R - Tá vendo porque eu não gosto de remédio... O que eu falei com vocês? O que eu falei com vocês? O que eu falei com vocês?
P/1 - Tocou um celular aqui.
R - O meu filho você está um artista assim! Por que você está tão bonito assim?
(pausa)
P/1 - Então, assim, pra a gente encerrar a entrevista... Que mensagem, que conselho que a senhora manda pros meninos, pras meninas e pra todos esses outros amigos deles que formam o Clube da Esquina?
R - Eu acho... Mando, primeiro, um recado pras mães. Um filho não é propriedade sua. Um filho é de Deus, então ele tem autonomia. Ele não pode ser criado que nem o marido. É médico, ele tem que ser médico de qualquer maneira, definitivamente. Toda a vida os meus filhos tiveram autonomia, fizeram o que quiseram dentro da ordem e do bem viver, do tratamento certo, mas todos fizeram o que quiseram. Nenhum foi obrigado a nada. Primeiro, eu dou esse conselho pras mães. Não obrigue os seus filhos a serem médicos, serem doutores, serem isso, serem aquilo, porque eles vão com má vontade, eles não querem. Agora, para os rapazinhos que estão começando agora, vocês comecem agora, mas não comecem em esquina, não. Não comecem em esquina.
P/1 - Pera aí.
R - Ah, tô pegando aqui no lugar errado.
P/1 - Eu seguro.
R - Tô pegando aqui o lugar errado.
P/1 - Eu seguro.
R - Não comecem numa esquina, que vão dar muito dissabor aos pais e vão passar muito aperto. Começa na garagem da sua casa, num quartinho desocupado. Toquem, porque tocar é divino. A música é divina. Aqueles que gostam de tocar, toquem mesmo, toquem, que eu acho lindo e maravilhoso. Qualquer música... Eu não gosto desses rap, não sei o quê, mas música... Com música... Música é divina, eu sou doida por música. Então tenham cuidado pra não ficar nas esquinas. Fiquem dentro, no quartinho dentro de casa, numa garagem dentro de casa, onde vocês tenham proteção, onde vocês tenham proteção contra os vizinhos. Porque não pense que todo vizinho é bonzinho, não. É bonzinho quando você está bem com ele. A hora que o seu filho começar a fazer bagunça na rua, você acha ruim. Então, um conselho que eu dou pra vocês. E outro conselho que eu dou para o Bituca. O conselho que eu dou para o Bituca é o seguinte: nunca despreze aquelas pessoas que te deram tudo, te deram amor, te deram paternidade, te deram paternidade, te deram tudo, comida, roupa, banho, tudo. Nunca despreze essas pessoas, porque elas vão ficar sentidas, como eu estou. Tenho dito.

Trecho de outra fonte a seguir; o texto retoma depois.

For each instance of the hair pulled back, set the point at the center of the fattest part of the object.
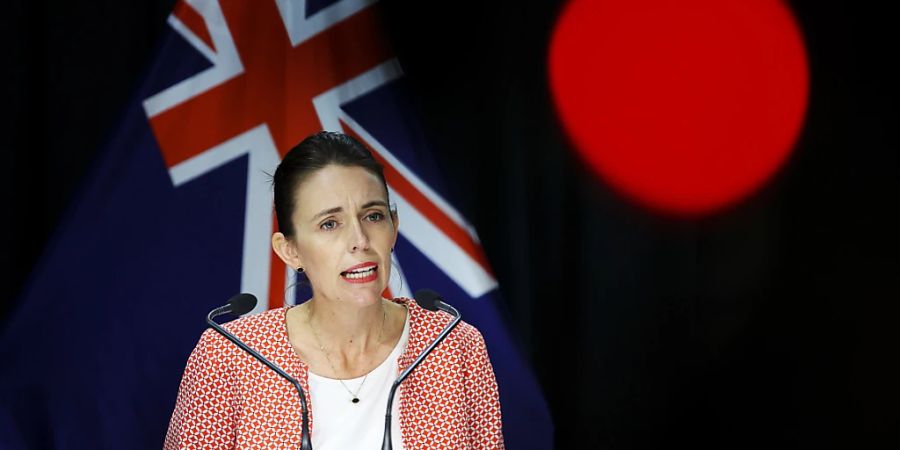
(312, 154)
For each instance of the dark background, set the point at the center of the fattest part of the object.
(770, 323)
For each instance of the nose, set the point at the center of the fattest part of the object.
(358, 238)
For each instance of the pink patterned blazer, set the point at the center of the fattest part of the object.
(228, 400)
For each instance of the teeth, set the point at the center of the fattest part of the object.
(362, 273)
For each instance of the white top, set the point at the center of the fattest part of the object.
(341, 424)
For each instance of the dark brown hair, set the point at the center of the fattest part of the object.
(314, 153)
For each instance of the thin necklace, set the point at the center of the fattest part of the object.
(354, 396)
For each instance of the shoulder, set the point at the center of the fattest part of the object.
(258, 331)
(426, 325)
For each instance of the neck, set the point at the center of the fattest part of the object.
(345, 328)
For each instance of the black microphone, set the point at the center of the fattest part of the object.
(432, 301)
(242, 304)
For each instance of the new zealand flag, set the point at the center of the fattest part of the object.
(177, 215)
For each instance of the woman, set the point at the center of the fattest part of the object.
(346, 344)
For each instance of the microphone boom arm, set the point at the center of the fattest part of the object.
(305, 443)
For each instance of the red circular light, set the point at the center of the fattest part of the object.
(686, 106)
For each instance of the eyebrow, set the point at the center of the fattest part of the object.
(340, 209)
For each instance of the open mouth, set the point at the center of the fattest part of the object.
(362, 273)
(358, 274)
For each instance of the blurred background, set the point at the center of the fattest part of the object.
(768, 321)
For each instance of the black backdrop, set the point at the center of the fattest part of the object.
(768, 324)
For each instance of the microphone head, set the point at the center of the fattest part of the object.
(426, 298)
(242, 303)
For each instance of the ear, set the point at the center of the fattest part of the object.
(396, 221)
(286, 250)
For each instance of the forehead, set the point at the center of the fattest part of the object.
(334, 186)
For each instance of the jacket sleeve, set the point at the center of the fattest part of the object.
(482, 397)
(204, 416)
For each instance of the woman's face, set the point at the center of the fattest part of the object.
(344, 234)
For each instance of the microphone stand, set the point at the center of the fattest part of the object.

P/1 - Obrigada. Maravilhoso.
R - Gostou?
P/1 - Adorei.
R - Falei o que precisava falar. Eu falei, eu vou falar do Bituca. Ô, gente eu falei muita besteira, fala a verdade?
P/1 - Não, eu estou emocionada.
R - Ô, Pablo, eu falei com você. Eu tenho o hábito de falar tudo, porque na escola todo ano tinha festa. E eu falava.
P/2 - Depois, no outro, dia nós vamos fazer o segundo tempo.
R - Você achou bom?
P/2 - Muito bom.
R - Gostou mesmo? Não é mentira, não? Não está querendo me agradar, não?
P/2 - Precisamos pagar um cachê pra senhora.